Very steamy in my apartment this morning. If only that were a snide reference to lots and lots of sex. But alas, I am single. The most action I get is taking the red line train in the morning during rush hour. Nothing like a bag up my ass or elbow in my chest. It's awesome. I am really well-loved, if being touched by strangers is any indication.
No, I think the heat must have been on during the night, because when I woke up this morning, my windows were covered in condensation and I was all sweaty. This time of year, when the weather is all over the place in terms of temperature, I am still indelibly thankful that I have to deal with being too hot as opposed to being too cold. You can always crack a window, and fresh air is awesome. Even in the winter.
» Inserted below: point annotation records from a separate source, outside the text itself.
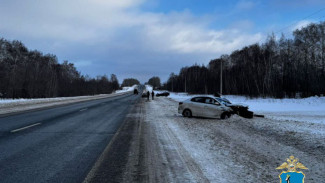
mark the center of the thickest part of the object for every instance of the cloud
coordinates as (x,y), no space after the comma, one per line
(245,5)
(301,24)
(118,37)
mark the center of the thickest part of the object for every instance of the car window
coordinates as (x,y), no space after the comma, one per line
(209,101)
(198,99)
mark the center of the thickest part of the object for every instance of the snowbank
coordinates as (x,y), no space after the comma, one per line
(310,109)
(148,88)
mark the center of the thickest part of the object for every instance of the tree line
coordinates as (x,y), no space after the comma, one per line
(31,74)
(286,67)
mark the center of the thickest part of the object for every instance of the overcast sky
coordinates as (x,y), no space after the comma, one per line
(145,38)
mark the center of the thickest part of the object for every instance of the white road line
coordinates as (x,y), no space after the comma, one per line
(23,128)
(83,109)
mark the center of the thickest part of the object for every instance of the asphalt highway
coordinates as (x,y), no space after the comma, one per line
(60,144)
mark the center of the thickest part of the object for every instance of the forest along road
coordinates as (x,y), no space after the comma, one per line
(167,147)
(60,144)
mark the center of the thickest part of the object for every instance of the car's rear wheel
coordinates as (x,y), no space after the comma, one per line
(187,113)
(225,115)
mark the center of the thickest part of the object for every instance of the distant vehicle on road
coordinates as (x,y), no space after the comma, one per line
(204,106)
(163,94)
(240,109)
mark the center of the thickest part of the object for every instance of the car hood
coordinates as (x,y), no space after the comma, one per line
(237,105)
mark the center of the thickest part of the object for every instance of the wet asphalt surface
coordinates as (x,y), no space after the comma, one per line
(60,144)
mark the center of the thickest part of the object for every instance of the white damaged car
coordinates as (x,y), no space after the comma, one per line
(204,106)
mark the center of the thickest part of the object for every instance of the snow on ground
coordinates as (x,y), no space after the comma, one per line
(310,109)
(236,149)
(148,88)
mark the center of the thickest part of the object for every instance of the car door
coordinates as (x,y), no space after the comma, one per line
(197,106)
(212,108)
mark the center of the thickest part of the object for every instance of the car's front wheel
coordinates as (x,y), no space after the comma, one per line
(187,113)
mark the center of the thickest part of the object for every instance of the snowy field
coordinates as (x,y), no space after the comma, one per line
(310,109)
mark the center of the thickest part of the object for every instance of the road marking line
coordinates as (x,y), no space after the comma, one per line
(23,128)
(83,109)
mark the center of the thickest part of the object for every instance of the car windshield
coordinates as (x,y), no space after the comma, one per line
(223,101)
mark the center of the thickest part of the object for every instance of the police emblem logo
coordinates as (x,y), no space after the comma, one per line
(292,175)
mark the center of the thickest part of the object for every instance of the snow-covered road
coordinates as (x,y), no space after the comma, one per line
(178,149)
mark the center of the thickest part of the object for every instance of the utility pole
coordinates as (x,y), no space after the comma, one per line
(185,83)
(221,77)
(173,84)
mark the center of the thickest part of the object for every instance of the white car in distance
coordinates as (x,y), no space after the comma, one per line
(204,106)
I slept on my couch because I like my couch for sleeping and for a brief moment I thought it would be hilarious if I slapped my hand against the steamy window and slid it down slowly and passionately. Then passersby would look up and be reminded of the movie, the Titanic, and they would be envious of all the hot steamy love I was having at 645 am in the morning. But I realized, in the quickness of less than a second, that the likelihood of passersby who happened to look up to a second-story window on an early April morning was, well..non-existant. I live here, people, I know how empty the streets are in the morning. The joke was wasted.
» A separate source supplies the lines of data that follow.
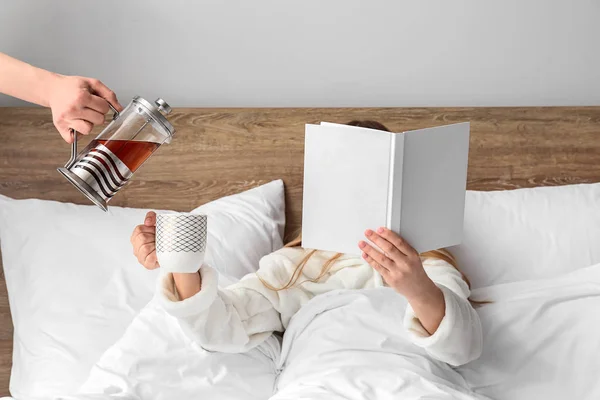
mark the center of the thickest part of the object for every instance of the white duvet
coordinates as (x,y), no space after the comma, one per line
(540,341)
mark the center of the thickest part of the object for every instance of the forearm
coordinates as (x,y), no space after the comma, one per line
(231,320)
(24,81)
(429,307)
(187,284)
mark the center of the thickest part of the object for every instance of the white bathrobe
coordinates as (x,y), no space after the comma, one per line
(244,315)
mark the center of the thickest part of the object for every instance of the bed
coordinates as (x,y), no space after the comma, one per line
(218,152)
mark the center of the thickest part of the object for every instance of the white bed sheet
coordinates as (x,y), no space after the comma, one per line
(155,360)
(541,339)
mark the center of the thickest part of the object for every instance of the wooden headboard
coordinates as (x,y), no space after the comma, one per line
(217,152)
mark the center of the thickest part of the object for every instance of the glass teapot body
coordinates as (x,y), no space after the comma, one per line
(108,162)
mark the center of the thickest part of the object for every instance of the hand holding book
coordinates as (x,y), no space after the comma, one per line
(401,268)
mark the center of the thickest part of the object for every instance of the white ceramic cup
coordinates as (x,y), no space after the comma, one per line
(181,241)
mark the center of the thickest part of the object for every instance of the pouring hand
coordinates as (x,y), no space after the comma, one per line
(79,103)
(143,240)
(76,102)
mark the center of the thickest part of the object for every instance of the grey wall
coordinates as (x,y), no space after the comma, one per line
(318,52)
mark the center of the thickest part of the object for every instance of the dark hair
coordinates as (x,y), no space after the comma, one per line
(369,124)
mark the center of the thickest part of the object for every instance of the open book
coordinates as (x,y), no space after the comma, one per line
(413,183)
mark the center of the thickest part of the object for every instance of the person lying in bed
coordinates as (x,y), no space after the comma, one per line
(439,317)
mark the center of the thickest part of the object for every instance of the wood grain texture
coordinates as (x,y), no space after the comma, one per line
(217,152)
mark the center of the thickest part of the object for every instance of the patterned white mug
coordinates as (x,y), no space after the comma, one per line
(181,241)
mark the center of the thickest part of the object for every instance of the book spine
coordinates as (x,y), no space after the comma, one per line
(395,185)
(390,201)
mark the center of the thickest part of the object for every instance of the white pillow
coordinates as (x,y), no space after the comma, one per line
(533,233)
(74,284)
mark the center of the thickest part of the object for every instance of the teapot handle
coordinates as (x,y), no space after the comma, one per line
(71,161)
(73,158)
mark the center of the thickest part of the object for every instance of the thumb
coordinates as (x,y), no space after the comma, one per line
(150,219)
(103,91)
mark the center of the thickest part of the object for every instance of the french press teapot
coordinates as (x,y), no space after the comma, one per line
(106,164)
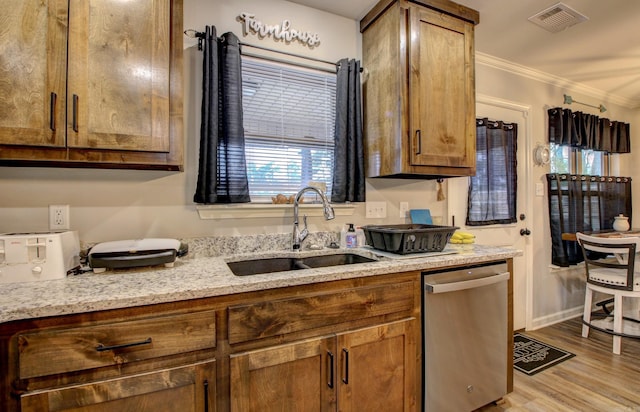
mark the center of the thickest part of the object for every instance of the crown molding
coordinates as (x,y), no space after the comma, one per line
(524,71)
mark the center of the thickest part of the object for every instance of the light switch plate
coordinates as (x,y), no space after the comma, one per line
(376,210)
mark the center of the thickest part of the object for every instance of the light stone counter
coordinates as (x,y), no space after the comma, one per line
(202,277)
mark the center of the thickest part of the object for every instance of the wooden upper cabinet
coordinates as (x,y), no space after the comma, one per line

Today I will meet a friend from childhood for brunch. Last time he was in town he confessed he had a big crush on me in childhood. He is the 4th person to tell me that since I became an adult. What kills me, is, of course, I had a big crush on him in childhood too. Now he is happily married and living in Mexico and when he comes to Chicago he looks me up and asks me to hang out. I feel very strange about this, because I AM single.
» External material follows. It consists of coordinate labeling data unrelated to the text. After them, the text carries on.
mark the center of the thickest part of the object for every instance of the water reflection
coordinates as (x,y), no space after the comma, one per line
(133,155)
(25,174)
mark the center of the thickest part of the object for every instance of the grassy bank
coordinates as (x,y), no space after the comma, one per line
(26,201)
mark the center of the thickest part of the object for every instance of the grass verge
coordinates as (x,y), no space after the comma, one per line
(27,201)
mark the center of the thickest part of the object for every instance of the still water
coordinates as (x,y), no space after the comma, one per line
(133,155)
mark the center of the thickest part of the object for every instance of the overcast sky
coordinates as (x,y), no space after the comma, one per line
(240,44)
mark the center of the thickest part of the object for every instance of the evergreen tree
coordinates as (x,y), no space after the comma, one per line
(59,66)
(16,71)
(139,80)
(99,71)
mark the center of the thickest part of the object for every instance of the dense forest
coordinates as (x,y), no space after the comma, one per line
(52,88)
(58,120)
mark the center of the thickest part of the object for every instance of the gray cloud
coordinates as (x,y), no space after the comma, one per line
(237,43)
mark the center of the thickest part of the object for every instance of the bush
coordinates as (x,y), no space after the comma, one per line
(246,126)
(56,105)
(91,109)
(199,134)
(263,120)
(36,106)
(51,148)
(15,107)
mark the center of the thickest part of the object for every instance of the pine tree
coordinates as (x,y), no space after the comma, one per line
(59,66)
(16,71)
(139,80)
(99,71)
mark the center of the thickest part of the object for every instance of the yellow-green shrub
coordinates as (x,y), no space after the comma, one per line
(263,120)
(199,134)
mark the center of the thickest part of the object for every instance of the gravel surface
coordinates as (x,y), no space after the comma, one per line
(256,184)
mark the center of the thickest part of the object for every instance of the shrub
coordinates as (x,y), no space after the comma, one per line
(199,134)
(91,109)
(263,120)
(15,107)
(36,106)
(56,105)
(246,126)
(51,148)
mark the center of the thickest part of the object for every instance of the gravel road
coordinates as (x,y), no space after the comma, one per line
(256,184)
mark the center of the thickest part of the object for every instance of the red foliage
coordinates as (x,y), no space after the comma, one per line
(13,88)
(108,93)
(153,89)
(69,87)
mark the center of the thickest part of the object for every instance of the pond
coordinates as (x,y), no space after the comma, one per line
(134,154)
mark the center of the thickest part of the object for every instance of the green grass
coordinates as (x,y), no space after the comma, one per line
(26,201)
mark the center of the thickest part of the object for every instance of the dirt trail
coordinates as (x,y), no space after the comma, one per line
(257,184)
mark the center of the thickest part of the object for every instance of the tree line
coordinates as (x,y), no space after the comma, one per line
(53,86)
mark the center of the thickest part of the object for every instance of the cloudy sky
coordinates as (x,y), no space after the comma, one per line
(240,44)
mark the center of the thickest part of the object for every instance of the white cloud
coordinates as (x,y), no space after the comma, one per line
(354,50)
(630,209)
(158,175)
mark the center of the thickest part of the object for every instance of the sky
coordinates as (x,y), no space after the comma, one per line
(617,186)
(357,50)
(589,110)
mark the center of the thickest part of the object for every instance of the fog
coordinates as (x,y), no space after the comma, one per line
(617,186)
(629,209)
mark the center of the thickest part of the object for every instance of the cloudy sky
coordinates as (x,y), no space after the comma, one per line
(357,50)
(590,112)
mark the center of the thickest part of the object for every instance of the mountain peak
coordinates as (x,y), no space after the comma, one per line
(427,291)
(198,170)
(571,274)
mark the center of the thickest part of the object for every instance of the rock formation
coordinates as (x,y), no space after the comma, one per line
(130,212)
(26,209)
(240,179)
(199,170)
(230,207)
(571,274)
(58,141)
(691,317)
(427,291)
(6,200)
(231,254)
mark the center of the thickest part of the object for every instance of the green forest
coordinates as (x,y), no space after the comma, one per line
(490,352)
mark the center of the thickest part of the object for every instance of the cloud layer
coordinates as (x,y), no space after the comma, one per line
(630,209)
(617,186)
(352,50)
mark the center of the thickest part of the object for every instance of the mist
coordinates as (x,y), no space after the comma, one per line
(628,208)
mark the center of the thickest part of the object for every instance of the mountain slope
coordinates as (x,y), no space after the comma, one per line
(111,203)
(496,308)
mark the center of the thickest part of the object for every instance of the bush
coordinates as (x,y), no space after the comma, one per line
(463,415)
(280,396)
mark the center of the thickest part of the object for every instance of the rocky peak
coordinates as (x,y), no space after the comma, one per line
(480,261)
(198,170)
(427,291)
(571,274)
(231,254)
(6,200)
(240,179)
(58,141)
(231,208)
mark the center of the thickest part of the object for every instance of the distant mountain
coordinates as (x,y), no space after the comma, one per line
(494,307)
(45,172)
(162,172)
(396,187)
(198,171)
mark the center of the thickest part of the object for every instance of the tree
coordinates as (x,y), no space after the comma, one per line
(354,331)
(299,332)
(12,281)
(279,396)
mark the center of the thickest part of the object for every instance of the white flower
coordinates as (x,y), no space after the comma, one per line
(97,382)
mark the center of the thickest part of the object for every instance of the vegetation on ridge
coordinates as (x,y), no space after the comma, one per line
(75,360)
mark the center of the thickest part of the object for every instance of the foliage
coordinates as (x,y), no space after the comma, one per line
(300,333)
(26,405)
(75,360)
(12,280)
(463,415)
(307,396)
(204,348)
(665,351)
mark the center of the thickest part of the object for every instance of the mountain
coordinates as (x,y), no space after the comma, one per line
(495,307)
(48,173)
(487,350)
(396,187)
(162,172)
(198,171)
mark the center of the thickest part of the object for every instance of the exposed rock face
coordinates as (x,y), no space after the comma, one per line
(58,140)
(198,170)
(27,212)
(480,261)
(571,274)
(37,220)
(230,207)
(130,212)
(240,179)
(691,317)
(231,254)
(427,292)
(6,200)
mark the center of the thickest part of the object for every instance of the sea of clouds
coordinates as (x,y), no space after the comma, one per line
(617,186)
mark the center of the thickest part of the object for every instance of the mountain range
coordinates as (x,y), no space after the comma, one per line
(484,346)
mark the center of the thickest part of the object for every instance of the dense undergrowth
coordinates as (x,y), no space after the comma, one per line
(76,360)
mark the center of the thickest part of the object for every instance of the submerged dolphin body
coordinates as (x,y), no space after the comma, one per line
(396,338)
What is it with all the men and the secret crushes. Guys, had you asked back then, I would have said YES. I recently spoke with another childhood crush, also happily married, who confessed similar things to me. It's a nice compliment, for sure. I just hope that the next guy, instead of waiting years, just says something instead. It would be nice. Wow, the sun is really beautiful in the morning in my apartment. I am going to go live now.